Admitindo que a abordagem do conceito de verdade unicamente a partir da perspectiva epistêmica não é suficiente para garantir a sua validade, Habermas afirma que aspectos pragmáticos também devem ser levados em consideração. Ele sugere um recurso às práticas cotidianas, em que agimos com base em certezas comportamentais, salvo quando encontramos oposições que nos levam a, discursivamente, tentar justificar nossas pretensões de verdade. Surge, assim, a noção de uma verdade com a face de Janus, que só pode ser encontrada no medium entre a ação e o discurso, e levanta uma necessidade pragmática de justificação satisfeita por meio da conversão de crenças em novas verdades comportamentais (p.184). O ponto alto do capítulo é o diálogo que Bernstein passa a travar com Habermas quanto à incorporação desses elementos pragmatistas em sua teoria. Nesse sentido, Bernstein concorda com Rorty quando este acusa Habermas de ignorar que, para Peirce, crenças são somente hábitos de ação, e, portanto, um discurso racional seria apenas um entre demais contextos de ação nos quais emerge uma espécie de certeza comportamental (p.186–7).
Por fim, o nono capítulo (p.200–16) cuida do humanismo de Richard Rorty. O texto foge ao estilo dos demais e aproxima-se de uma narrativa biográfica. Destacase, contudo, a justificativa de Bernstein para qualificar Rorty como humanista. Rorty define o pragmatismo como “a doutrina de que não há limitações à investigação, salvo as conversacionais” (Rorty 1982, p.165, tradução livre), ou seja, todas as limitações ou constrangimentos impostos a ela são produzidos pelo próprio homem. Por isso, a preocupação filosófica deveria deslocar-se da objetividade em direção à solidariedade (p.207). Na convicção de Rorty de que somos os únicos responsáveis pelas próprias limitações e que, portanto, não haveria nenhuma autoridade em que nos poderíamos apoiar para superá-las senão nós mesmos, repousaria o humanismo de Rorty, sustenta Bernstein (p.211).

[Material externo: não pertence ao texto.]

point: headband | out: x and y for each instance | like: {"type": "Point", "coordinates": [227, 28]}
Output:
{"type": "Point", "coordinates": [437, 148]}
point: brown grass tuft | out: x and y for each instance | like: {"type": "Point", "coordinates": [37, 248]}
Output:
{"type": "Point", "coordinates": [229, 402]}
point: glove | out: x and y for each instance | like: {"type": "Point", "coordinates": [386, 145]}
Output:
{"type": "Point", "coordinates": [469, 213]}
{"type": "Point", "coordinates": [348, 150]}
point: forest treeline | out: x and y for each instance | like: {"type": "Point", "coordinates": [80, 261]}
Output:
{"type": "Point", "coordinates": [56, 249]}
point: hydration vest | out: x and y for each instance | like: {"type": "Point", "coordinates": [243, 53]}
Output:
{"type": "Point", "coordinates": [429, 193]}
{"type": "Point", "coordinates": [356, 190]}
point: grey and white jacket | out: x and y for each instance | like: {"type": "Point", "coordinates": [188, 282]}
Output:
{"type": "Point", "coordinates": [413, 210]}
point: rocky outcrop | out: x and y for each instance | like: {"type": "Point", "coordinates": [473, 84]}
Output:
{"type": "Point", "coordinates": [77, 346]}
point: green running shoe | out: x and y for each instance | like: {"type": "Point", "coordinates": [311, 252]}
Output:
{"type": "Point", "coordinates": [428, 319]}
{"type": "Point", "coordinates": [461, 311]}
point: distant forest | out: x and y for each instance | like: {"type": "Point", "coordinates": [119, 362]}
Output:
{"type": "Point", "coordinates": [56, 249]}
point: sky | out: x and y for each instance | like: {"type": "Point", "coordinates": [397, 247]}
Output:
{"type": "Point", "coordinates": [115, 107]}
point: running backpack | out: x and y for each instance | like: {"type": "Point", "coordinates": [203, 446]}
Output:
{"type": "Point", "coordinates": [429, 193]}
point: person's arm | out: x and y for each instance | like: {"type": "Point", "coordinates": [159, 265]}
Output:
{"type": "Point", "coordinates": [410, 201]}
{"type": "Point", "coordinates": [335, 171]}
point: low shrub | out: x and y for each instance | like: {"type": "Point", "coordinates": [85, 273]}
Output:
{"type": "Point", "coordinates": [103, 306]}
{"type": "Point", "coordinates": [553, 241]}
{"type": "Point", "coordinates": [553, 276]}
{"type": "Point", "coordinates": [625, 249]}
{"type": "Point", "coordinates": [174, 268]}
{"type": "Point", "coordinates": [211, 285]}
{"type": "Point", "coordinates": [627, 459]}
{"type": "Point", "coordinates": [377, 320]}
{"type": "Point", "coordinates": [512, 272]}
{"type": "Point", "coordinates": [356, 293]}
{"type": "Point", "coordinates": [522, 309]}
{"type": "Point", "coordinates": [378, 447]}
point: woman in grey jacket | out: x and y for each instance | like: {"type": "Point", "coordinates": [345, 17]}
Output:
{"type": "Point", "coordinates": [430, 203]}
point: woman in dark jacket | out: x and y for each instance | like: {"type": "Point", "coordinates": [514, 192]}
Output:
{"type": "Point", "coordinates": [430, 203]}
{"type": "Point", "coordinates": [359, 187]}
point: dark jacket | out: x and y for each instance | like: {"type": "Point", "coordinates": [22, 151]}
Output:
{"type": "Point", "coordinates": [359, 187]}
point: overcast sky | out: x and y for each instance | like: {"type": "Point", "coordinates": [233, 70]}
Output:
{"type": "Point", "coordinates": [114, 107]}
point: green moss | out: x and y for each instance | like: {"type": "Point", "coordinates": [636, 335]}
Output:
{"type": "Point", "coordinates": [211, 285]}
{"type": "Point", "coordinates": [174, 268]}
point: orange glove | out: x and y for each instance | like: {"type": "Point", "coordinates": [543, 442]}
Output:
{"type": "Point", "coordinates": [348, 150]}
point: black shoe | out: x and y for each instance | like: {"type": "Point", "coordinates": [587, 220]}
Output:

Seguramente, a riqueza das exposições e dos argumentos empregados por Bernstein na defesa de seus posicionamentos escapa aos limites da presente resenha, que procurou, antes, demonstrar como o leque de autores e de discussões abordadas em The Pragmatic Turn contribui para uma compreensão aprofundada do pragmatismo clássico e de seus desdobramentos contemporâneos. Ao final, nos parece que o autor conclui com sucesso não somente seu intento principal, qual seja, demonstrar que temas centrais do pensamento pragmatista foram recorrentes na filosofia dos últimos cento e cinquenta anos, mas também um outro importante objetivo: analisar teorias, criticar suas insuficiências e oferecer alternativas a elas. O leitor pode esperar da obra, assim, muito mais do que uma descrição do ideário pragmatista de ontem e de hoje. Ao longo das páginas de The Pragmatic Turn, experimentamos o desenvolvimento de argumentos próprios por parte de um autor que dialoga com as suas fontes e não se omite quando se trata de fixar seus pontos de vista.
Referências
Bernstein, R. J. 2012. The Pragmatic Turn. Cambridge: Polity Press.
Putnam, H. 1990. Realism with a Human Face. Cambridge, Mass.: Harvard University Press.
Rorty, R. 1982. Consequences of Pragmatism. Minneapolis: University of Minnesota Press.
Notas
1 O mito do contexto sugere que estejamos de tal forma presos em nosso contexto teórico, linguístico e pré-conceitual que não nos conseguimos mover para além dele e nos comunicar com outros contextos que apresentem diferenças substanciais em relação ao nosso. Tratarse- ia, nesse sentido, de uma incomensurabilidade contextual (Bernstein 2012, p.54).